So here's the heuristic: if a caller shouldn't be able to use an object again, pass it via move semantics in order to consume it.

An extreme example: a UUID is supposed to be globally unique - it might cause a logic error for a caller to retain knowledge of a UUID after passing it to a callee.

More generally, consume data enthusiastically to avoid logical errors during future refactorings. For instance, if some command-line options are overridden by a runtime choice, consume those old options - then any future refactoring which uses them after that point will give you a compile error. This pattern is surprisingly effective at spotting errors in your assumptions.

Should I ever take self by value?

Sometimes. If you've got a member function which destroys or transforms a thing, it should take self by value. Examples:

  • Closing a file and returning a result code.
  • A builder-pattern object which spits out the thing it was building. (Example).

Questions about your types

My 'class' needs mutable references to other things to do its job. Other classes need mutable references to these things too. What do I do?

It's common in C++ to have a class that contain mutable references to other objects; the class mutates those objects to do its work. Often, there are several classes that all hold a mutable reference to the same object. Here is a diagram that illustrates this:

flowchart LR
    subgraph Shared functionality
    important[Important Shared Object]
    end
    subgraph ObjectA
    methodA[Method]
    refa[Mutable Reference]-->important
    methodA-. Acts on shared object.->important
    end
    subgraph ObjectB
    refb[Mutable Reference]-->important
    methodB[Method]
    methodB-. Acts on shared object.->important
    end
    main --> ObjectA
    main --> ObjectB
    main-. Calls .-> methodA
    main-. Calls .-> methodB

In Rust, you can't have multiple mutable references to a shared object, so what do you do?

First of all, consider moving behavior out of your types. (See the answer about the observer pattern and especially the second option described there.)

Even in Rust, though, it's still often the best choice to make complex behavior part of the type within impl blocks.
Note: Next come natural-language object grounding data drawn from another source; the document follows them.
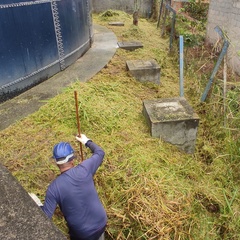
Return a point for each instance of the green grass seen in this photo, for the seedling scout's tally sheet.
(150, 189)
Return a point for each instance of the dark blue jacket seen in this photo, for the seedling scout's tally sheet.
(75, 193)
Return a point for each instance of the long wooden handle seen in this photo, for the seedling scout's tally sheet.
(78, 122)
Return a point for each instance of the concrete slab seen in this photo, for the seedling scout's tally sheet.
(116, 23)
(131, 46)
(144, 70)
(172, 120)
(20, 217)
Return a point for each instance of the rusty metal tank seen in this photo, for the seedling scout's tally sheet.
(39, 38)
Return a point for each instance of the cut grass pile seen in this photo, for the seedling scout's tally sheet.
(149, 188)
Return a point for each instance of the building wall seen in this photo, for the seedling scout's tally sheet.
(226, 15)
(128, 6)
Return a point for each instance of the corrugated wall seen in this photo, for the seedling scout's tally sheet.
(39, 39)
(226, 15)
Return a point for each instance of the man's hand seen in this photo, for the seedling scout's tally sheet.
(83, 139)
(36, 199)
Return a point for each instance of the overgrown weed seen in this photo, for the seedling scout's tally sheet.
(150, 189)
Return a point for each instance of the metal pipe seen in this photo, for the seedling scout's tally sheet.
(181, 79)
(220, 58)
(78, 122)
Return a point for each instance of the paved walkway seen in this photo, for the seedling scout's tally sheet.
(103, 49)
(20, 217)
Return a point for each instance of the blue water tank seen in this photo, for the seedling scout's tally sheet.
(39, 38)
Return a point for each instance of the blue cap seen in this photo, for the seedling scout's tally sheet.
(63, 152)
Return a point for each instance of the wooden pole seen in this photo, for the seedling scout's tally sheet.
(78, 123)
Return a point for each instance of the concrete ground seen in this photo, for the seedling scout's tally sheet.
(20, 217)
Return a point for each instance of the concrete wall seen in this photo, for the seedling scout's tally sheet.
(128, 6)
(226, 15)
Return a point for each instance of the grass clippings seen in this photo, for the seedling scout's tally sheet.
(149, 188)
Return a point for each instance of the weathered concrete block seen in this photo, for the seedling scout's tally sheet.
(131, 46)
(144, 70)
(172, 120)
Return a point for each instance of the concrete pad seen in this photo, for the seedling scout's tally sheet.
(20, 216)
(144, 70)
(172, 120)
(116, 23)
(131, 46)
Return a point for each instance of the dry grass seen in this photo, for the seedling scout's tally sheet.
(150, 189)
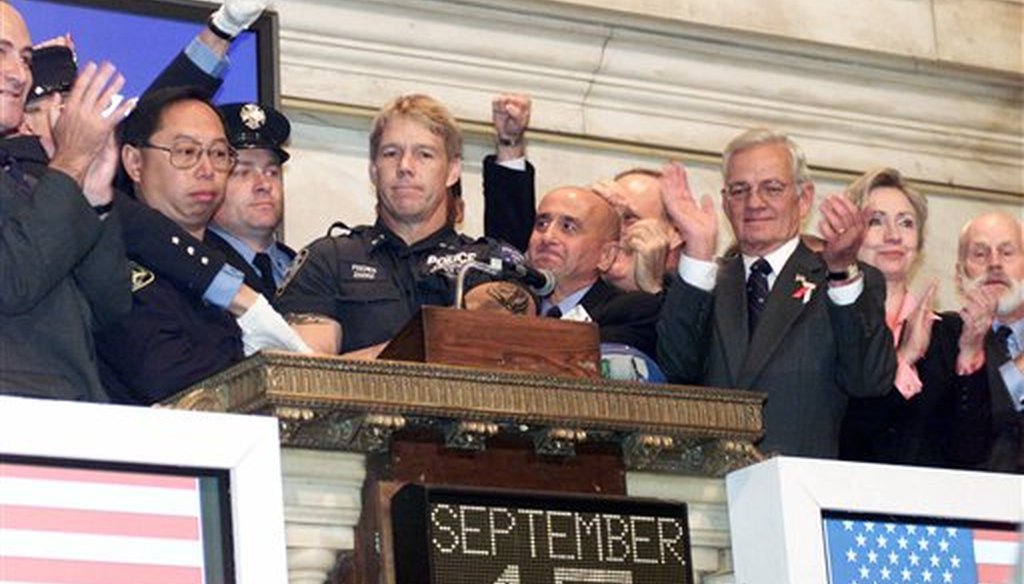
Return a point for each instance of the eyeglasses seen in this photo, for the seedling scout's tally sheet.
(767, 189)
(186, 153)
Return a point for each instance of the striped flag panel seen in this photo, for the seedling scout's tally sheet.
(72, 526)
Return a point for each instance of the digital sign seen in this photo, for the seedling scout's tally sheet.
(456, 536)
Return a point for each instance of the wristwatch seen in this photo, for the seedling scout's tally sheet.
(850, 273)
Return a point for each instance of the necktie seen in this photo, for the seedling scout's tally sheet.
(757, 291)
(262, 263)
(13, 170)
(1000, 344)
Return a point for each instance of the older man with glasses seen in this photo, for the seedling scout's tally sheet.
(177, 156)
(806, 328)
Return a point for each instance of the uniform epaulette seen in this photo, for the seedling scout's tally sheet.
(140, 276)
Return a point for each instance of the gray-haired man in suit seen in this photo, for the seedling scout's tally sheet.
(805, 327)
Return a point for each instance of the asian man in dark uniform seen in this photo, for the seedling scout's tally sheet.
(805, 327)
(175, 152)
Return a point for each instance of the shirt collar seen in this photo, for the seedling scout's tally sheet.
(775, 258)
(567, 302)
(1017, 327)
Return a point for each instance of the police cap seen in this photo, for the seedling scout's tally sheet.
(255, 126)
(53, 69)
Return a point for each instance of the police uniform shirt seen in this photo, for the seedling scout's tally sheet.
(372, 283)
(281, 256)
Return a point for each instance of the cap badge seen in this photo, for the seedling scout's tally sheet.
(252, 116)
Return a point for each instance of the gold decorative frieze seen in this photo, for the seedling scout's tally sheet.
(338, 404)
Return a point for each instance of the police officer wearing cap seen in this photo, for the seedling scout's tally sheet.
(368, 282)
(245, 224)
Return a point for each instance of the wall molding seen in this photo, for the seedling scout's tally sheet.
(664, 84)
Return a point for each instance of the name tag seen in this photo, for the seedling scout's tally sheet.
(361, 272)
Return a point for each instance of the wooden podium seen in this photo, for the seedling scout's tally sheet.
(556, 427)
(499, 341)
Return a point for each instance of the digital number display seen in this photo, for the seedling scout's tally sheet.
(455, 536)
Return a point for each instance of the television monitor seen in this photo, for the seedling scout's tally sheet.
(141, 37)
(94, 493)
(802, 519)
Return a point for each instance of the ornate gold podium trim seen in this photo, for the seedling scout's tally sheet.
(338, 404)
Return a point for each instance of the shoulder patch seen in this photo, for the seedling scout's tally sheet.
(140, 277)
(296, 266)
(338, 230)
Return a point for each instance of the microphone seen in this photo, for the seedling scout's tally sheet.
(541, 282)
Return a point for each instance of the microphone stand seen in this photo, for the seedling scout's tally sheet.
(493, 268)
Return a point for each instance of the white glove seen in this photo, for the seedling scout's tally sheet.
(236, 15)
(263, 328)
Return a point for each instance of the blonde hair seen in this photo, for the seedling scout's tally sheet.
(859, 191)
(425, 110)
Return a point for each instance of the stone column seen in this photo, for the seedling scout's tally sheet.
(709, 517)
(323, 500)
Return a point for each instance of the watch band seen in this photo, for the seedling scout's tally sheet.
(217, 31)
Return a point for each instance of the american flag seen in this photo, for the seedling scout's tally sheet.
(72, 526)
(901, 552)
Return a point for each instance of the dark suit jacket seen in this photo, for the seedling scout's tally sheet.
(509, 203)
(808, 358)
(628, 318)
(945, 425)
(1005, 427)
(62, 275)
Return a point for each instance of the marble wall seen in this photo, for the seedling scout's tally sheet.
(933, 87)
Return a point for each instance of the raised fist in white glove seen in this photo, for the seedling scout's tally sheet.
(263, 328)
(236, 15)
You can still do that - but don't store references. Instead, pass them into each function call.

flowchart LR
    subgraph Shared functionality
    important[Important Shared Object]
    end
    subgraph ObjectA
    methodA[Method]
    methodA-. Acts on shared object.->important
    end
    subgraph ObjectB
    methodB[Method]
    methodB-. Acts on shared object.->important
    end
    main --> ObjectA
    main --> ObjectB
    main --> important
    main-. Passes reference to shared object.-> methodA
    main-. Passes reference to shared object.-> methodB

Instead of this:

struct ImportantSharedObject;
struct ObjectA<'a> {
   important_shared_object: &'a mut ImportantSharedObject,
}
impl<'a> ObjectA<'a> {
   fn new(important_shared_object: &'a mut ImportantSharedObject) -> Self {
       Self {
           important_shared_object
       }
   }
   fn do_something(&mut self) {
       // act on self.important_shared_object
   }
}
fn main() {
    let mut shared_thingy = ImportantSharedObject;
    let mut a = ObjectA::new(&mut shared_thingy);
    a.do_something(); // acts on shared_thingy
}

Do this:

struct ImportantSharedObject;
struct ObjectA;
impl ObjectA {
   fn new() -> Self {
       Self
   }
   fn do_something(&mut self, important_shared_object: &mut ImportantSharedObject) {
       // act on important_shared_object
   }
}
fn main() {
    let mut shared_thingy = ImportantSharedObject;
    let mut a = ObjectA::new();
    a.do_something(&mut shared_thingy); // acts on shared_thingy
}

(Happily this also gets rid of named lifetime parameters.)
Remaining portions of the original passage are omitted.